はたして認知症の予防は、どのように行うのだろうか。本書からその一部を紹介しよう。
第一にすすめるのはウォーキング
「血管を丈夫に保ち、血流を良くすること」を理解するため、杉本氏は、その逆である「血管がボロボロで、血流が悪い」状態に言及する。
これは、高血圧、糖尿病、肥満といった生活習慣病に罹っている人に共通する状態だ。そして、こうした生活習慣病は認知症の発症率を増加させる。例えば糖尿病だと、アルツハイマー型認知症の発症率が2倍になるという。
それゆえ、血管と血流を良くすることが、認知症予防の要になると力説されている。
具体策として、「第一」にすすめられているのが有酸素運動。

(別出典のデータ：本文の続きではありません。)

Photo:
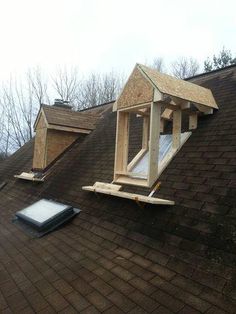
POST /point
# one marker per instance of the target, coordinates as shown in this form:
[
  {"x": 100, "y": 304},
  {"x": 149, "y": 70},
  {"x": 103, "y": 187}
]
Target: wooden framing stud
[
  {"x": 193, "y": 120},
  {"x": 155, "y": 123}
]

筋トレのような無酸素運動よりも、こちらが良いとする理由は、以下のように書かれている。
なぜ、有酸素運動の方をおすすめするのかというと、酸素を使う有酸素運動は血行を良くする効果が非常に高いからです。脳に十分な血液が流れれば、栄養や新鮮な酸素がたっぷりと送り込まれるので、脳の細胞も活性化します。(本書54pより)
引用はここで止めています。